N&PD Moderators: Skorpio | someguyontheinternet
Dope_User said:gotta go shovel snow (expected up to 2 FEET in Northern NJ) so I'll edit this is a a bit.
5-HT2 said:[VERY USEFUL AND INFORMATIVE STATEMENTS REMOVED BY A STUPID PARANOID MODERATOR]
Thanks again 5-HT2
who mE? said:Not to hijack the thread, but Ketamine is widely reported to bind to Kappa opioid receptors, and there are several reports of mu-agonism... Please do a search for a thread titled "Ketamine the Opioid" in Other Drugs by myself.
I also personally find GHB and its analogues EXTREMELY euphoric (on par with MDMA or oxycodone), and read several abstracts on The Hive (R.I.P.) regarding the idea that its euphoria was GABA-B mediated.

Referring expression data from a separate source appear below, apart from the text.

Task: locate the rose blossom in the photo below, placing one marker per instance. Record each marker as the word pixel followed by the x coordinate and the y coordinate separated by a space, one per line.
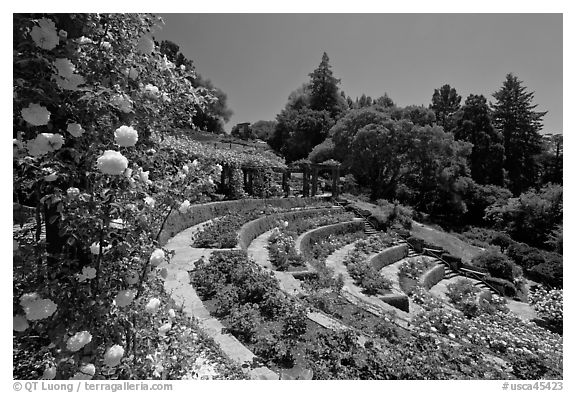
pixel 112 163
pixel 124 298
pixel 78 341
pixel 113 355
pixel 125 136
pixel 75 130
pixel 153 306
pixel 45 35
pixel 157 257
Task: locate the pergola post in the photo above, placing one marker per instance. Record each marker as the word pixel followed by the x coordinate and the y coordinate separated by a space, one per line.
pixel 306 182
pixel 314 180
pixel 335 182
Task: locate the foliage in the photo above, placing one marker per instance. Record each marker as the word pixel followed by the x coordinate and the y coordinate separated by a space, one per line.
pixel 445 103
pixel 515 115
pixel 474 125
pixel 549 306
pixel 497 265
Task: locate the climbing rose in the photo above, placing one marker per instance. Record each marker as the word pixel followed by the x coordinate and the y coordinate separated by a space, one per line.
pixel 124 298
pixel 113 355
pixel 132 277
pixel 95 248
pixel 150 201
pixel 88 273
pixel 164 329
pixel 28 298
pixel 86 372
pixel 183 209
pixel 36 114
pixel 153 306
pixel 44 143
pixel 157 257
pixel 112 163
pixel 75 130
pixel 151 90
pixel 49 373
pixel 125 136
pixel 70 83
pixel 51 177
pixel 145 45
pixel 65 67
pixel 40 309
pixel 117 223
pixel 144 176
pixel 20 323
pixel 122 102
pixel 78 341
pixel 45 35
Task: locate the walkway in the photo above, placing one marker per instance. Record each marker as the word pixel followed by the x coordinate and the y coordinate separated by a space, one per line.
pixel 177 284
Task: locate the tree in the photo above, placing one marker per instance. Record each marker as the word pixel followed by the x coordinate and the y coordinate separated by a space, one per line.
pixel 474 125
pixel 298 131
pixel 324 89
pixel 445 102
pixel 264 129
pixel 515 116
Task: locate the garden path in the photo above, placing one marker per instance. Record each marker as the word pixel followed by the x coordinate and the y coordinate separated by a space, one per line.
pixel 177 284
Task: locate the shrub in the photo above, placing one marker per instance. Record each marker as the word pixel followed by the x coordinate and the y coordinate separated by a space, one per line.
pixel 497 264
pixel 244 321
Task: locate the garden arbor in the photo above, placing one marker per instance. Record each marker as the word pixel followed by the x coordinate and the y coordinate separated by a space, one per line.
pixel 246 177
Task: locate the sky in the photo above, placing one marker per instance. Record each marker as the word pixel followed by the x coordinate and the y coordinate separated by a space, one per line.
pixel 259 59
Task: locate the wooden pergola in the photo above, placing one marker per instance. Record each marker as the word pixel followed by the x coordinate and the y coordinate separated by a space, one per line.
pixel 310 172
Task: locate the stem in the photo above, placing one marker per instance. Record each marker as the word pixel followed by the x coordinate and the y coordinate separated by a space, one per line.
pixel 164 223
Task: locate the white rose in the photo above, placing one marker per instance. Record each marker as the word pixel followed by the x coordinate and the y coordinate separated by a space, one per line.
pixel 117 223
pixel 125 136
pixel 133 73
pixel 49 373
pixel 157 257
pixel 64 67
pixel 132 277
pixel 78 341
pixel 145 45
pixel 122 102
pixel 144 176
pixel 40 309
pixel 124 298
pixel 151 90
pixel 112 163
pixel 113 355
pixel 75 130
pixel 164 328
pixel 45 35
pixel 153 306
pixel 20 323
pixel 183 209
pixel 150 201
pixel 36 114
pixel 28 298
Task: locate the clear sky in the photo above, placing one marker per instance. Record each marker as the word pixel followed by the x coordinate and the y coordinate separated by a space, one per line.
pixel 258 59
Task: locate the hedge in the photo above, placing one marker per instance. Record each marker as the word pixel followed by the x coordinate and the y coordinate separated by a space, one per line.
pixel 401 302
pixel 503 286
pixel 305 242
pixel 251 230
pixel 177 222
pixel 432 276
pixel 389 256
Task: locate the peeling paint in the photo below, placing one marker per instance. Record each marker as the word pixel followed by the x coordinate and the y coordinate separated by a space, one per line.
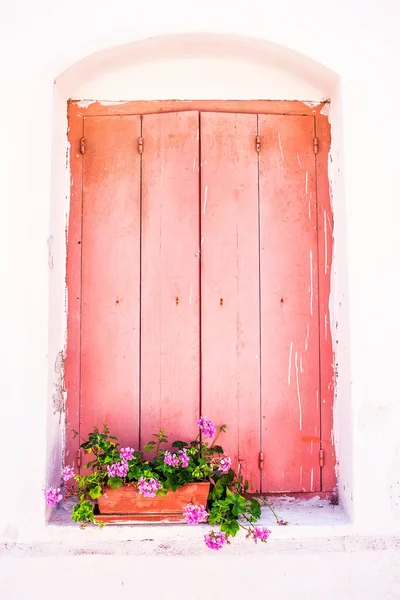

Several reputable sources say that the "GHB receptor" is dysphoric and is pro-convulsant
I would LOVE to personally taste test a non-toxic GABA-B agonist, because I think it might just be my idea of "the perfect drug".
BilZ0r said:The molecular identy of the GHB is known. PMID 12958178
Still, I'm very dubious of this idea that the GHB receptor is dysphoric, or more, that its part to play in GHBs effect is pointless... anyone who says that, needs to compare baclofen to GHB, and it will be blatently obvious. Sure some people find baclofen a little fun, but it's not GHB.
But isn't GHBs "pro-seizure" effect ... I mean, it's absence seizure, not tonic-clonic seizures....
baclofen does the same thing.
Anyway, as far as this whole, ketamine opioid thing goes, as far as I'm awear, there is only one study which looks at that (here), now I would have liked it if they had done the experiment and shown a negative result.. "Racemic ketamine inhibited the formation of cyclic adenosine monophosphate (naloxone insensitive) in a dose-dependent manner (concentration producing 50% inhibition approximately 2 mM) in all cell lines, including untransfected CHO cells" makes me very nervous. Finally, even if we assume they are correct, these affinities are around 40, 30, 270µM (mu, kappa, delta) respectively, in comparison to its 900nM NMDA affinity... i.e. they're about 100x too weak. [/B]
Does baclofen do the same thing as GHB? I don't think it is widely (if at all) used to pharmacologically model absence.